Why is Pakistan a source of concern for Armenia?
Primarily, it has been a regular supplier of weapons and ammunition to the Azerbaijani Armed Forces since its establishment as an independent nation after the breakup of the Soviet Union in 1991.
Second, Pakistan is the only state that has not recognized Armenia, to show its solidarity with Turkey and Azerbaijan, since its independence from the Soviet Union.
In return, these countries support Pakistan in international forums on contentious issues, including its removal from the Financial Action Task Force (FATF) “grey list” and Kashmir.
Pakistan’s partnership with Azerbaijan was strengthened in 2017 when the former signed a contract for the purchase of 10 PAC MFI-17 Mushshak trainer aircraft, delivery of which was made in 2018.
Conversely, Azerbaijan is also negotiating with Pakistan for the purchase of the “Block 3” variant of the JF-17, originally designed by China with Russian-made RD-33 engines.
This proved to be a hurdle for both parties, as any JF-17 deal requires permission from Russia before exporting it to a buyer country.
This will continue until China replaces the RD-33 engine with a locally developed one.
The question arises as to why Pakistan opposes Armenia and supports Turkey and Azerbaijan. One of the simple answers to this is that Armenia has good relations with India, a sad point for Pakistan.
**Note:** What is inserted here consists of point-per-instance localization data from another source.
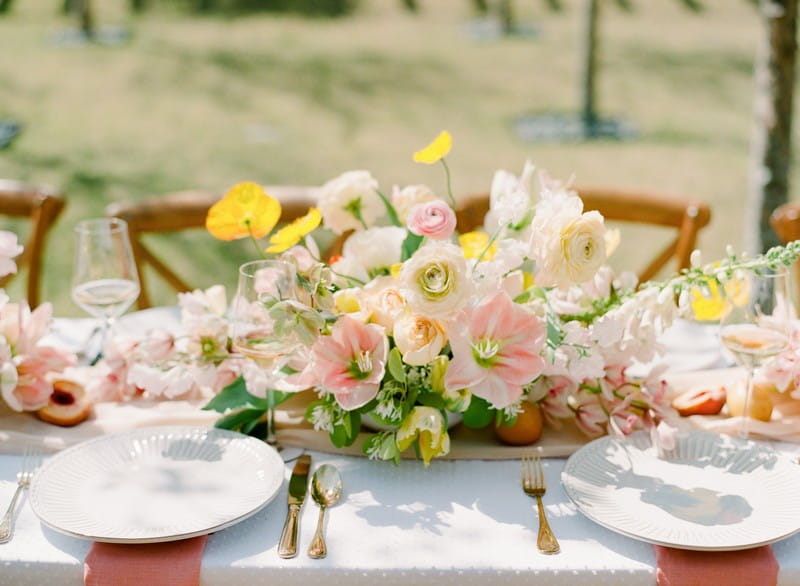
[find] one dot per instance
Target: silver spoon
(326, 488)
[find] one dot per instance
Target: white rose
(434, 280)
(509, 199)
(342, 199)
(376, 248)
(419, 338)
(405, 199)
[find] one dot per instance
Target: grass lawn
(205, 102)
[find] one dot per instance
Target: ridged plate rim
(266, 469)
(613, 508)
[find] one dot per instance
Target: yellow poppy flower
(474, 243)
(291, 234)
(246, 209)
(427, 425)
(712, 304)
(435, 151)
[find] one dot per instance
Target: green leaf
(233, 396)
(431, 400)
(345, 434)
(479, 413)
(383, 445)
(395, 366)
(244, 419)
(236, 396)
(410, 245)
(553, 330)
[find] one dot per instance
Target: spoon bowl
(326, 490)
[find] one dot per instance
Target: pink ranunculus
(434, 219)
(33, 388)
(496, 350)
(351, 362)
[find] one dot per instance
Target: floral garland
(26, 365)
(413, 322)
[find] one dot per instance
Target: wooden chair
(686, 216)
(785, 220)
(41, 206)
(185, 210)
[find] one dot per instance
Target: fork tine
(539, 473)
(524, 472)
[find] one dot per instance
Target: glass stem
(744, 431)
(271, 438)
(105, 328)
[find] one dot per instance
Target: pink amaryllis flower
(350, 363)
(496, 350)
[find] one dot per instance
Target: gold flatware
(30, 463)
(298, 485)
(534, 486)
(326, 489)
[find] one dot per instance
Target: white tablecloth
(457, 522)
(464, 522)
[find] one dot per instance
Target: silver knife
(298, 485)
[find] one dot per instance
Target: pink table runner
(752, 567)
(173, 563)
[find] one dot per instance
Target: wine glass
(263, 284)
(104, 279)
(753, 327)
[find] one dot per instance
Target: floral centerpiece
(414, 325)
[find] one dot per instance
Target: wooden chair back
(185, 210)
(40, 205)
(686, 216)
(785, 220)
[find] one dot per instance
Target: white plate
(715, 493)
(156, 484)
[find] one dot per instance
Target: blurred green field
(207, 101)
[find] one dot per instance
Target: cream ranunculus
(419, 338)
(405, 199)
(427, 424)
(383, 301)
(434, 281)
(567, 245)
(583, 246)
(346, 198)
(375, 249)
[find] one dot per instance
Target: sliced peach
(68, 405)
(700, 402)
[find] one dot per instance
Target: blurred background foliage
(203, 94)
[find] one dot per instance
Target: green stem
(492, 240)
(449, 186)
(255, 241)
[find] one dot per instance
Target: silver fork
(534, 486)
(30, 463)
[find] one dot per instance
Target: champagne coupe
(104, 278)
(262, 284)
(753, 327)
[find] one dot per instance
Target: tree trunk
(507, 19)
(589, 62)
(86, 17)
(772, 141)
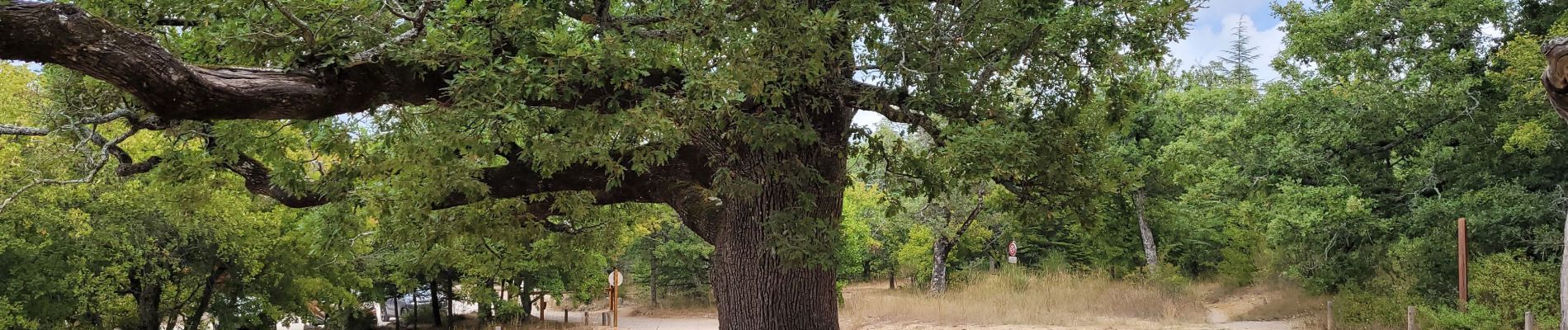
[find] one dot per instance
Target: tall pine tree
(1240, 54)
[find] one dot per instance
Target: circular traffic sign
(616, 279)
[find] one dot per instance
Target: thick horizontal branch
(259, 180)
(60, 33)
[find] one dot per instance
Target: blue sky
(1207, 36)
(1212, 30)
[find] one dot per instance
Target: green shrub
(1165, 277)
(1510, 285)
(1366, 307)
(1477, 318)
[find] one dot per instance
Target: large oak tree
(737, 115)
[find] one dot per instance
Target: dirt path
(1221, 318)
(637, 323)
(1222, 314)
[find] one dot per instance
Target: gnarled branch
(893, 105)
(60, 33)
(1556, 74)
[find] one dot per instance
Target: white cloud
(1207, 43)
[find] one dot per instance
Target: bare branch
(894, 106)
(400, 40)
(96, 165)
(305, 30)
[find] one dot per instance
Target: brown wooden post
(1410, 318)
(1329, 319)
(1463, 271)
(615, 307)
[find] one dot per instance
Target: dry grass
(1031, 299)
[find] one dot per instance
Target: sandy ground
(1219, 319)
(1221, 314)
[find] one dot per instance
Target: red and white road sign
(616, 279)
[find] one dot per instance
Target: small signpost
(615, 288)
(1012, 252)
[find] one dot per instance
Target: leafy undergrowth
(1027, 299)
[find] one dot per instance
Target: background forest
(1344, 177)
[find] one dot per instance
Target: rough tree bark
(1151, 257)
(435, 302)
(205, 299)
(754, 286)
(1556, 82)
(148, 295)
(944, 244)
(940, 265)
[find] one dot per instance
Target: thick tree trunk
(522, 298)
(451, 296)
(653, 274)
(435, 302)
(940, 266)
(488, 310)
(193, 323)
(756, 286)
(1150, 254)
(397, 314)
(149, 293)
(893, 272)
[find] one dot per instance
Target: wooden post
(1463, 271)
(1410, 318)
(1329, 319)
(615, 307)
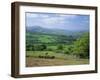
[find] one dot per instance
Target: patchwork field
(33, 59)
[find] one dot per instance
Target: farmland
(43, 49)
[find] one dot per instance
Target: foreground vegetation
(49, 49)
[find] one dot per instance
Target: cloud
(59, 21)
(31, 15)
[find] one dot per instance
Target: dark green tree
(81, 46)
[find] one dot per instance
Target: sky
(57, 21)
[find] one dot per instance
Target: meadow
(55, 50)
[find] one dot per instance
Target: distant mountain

It has therefore entered into a trilateral relationship with Turkey and Azerbaijan to offset any growing association with its neighbors.
During the 2020 Nagorno-Karabakh war, Pakistan openly maintained its support for Azerbaijan.
Its direct and/or indirect actions towards Armenia run the risk of turning a contentious issue into a war.
Russia had rightly warned that the involvement of Turkey or other nations could trigger World War III if hostilities in Karabakh are not resolved.
The growing trilateral cooperation between Turkey, Azerbaijan and Pakistan in terms of defense ties would only lead to a tense West Asia, as their alliance would weaken Armenia until major powers like Russia stand upright.
Armenia’s position is only more secure due to the deployment of a Russian military base and its membership in the Collective Security Treaty Organization (CSTO) and the Eurasian Economic Union.
Pakistan is a strong supporter of the Azerbaijani position on the Nagorno-Karabakh conflict, while Turkey provides training for Azerbaijani military officers at its institutes and offers first-hand experience in combat operations against the Party militants. Kurdistan Workers (PKK).
To counter the alliance or to balance its position, Armenia must enter into more strategic alliances with Russia and others to hold joint military exercises to enhance the capabilities of troops in war situations.
Armenia considers the cause of its defeat in the November 2020 war against the trilateral alliance of Pakistan, Turkey and Azerbaijan, but believes it is possible to reset relations and normalization.
To onboard Turkey, the first round of talks between Turkey and Armenia kicked off in Moscow on January 14, 2022 with the possibility of launching commercial flights between Istanbul and Yerevan by the first week of February 2022.
Lately, we see that Armenia is also willing to change its relations with Pakistan.
Recently, the Armenian President addressed a message to Pakistan to initiate a dialogue without contradicting its good and deep relations with India.
Previously, Pakistan did not respond to Armenian overtures, but with Turkey working to advance the dialogue, it may soon consider the proposal to have diplomatic relations.
Time will tell if Pakistan will maintain its position of not recognizing Armenia as an independent state to appease Turkey or start a dialogue at the request of Crown Prince Mohammed bil Salman who was approached by the Armenian President in October 2021 to reach out to Pakistan.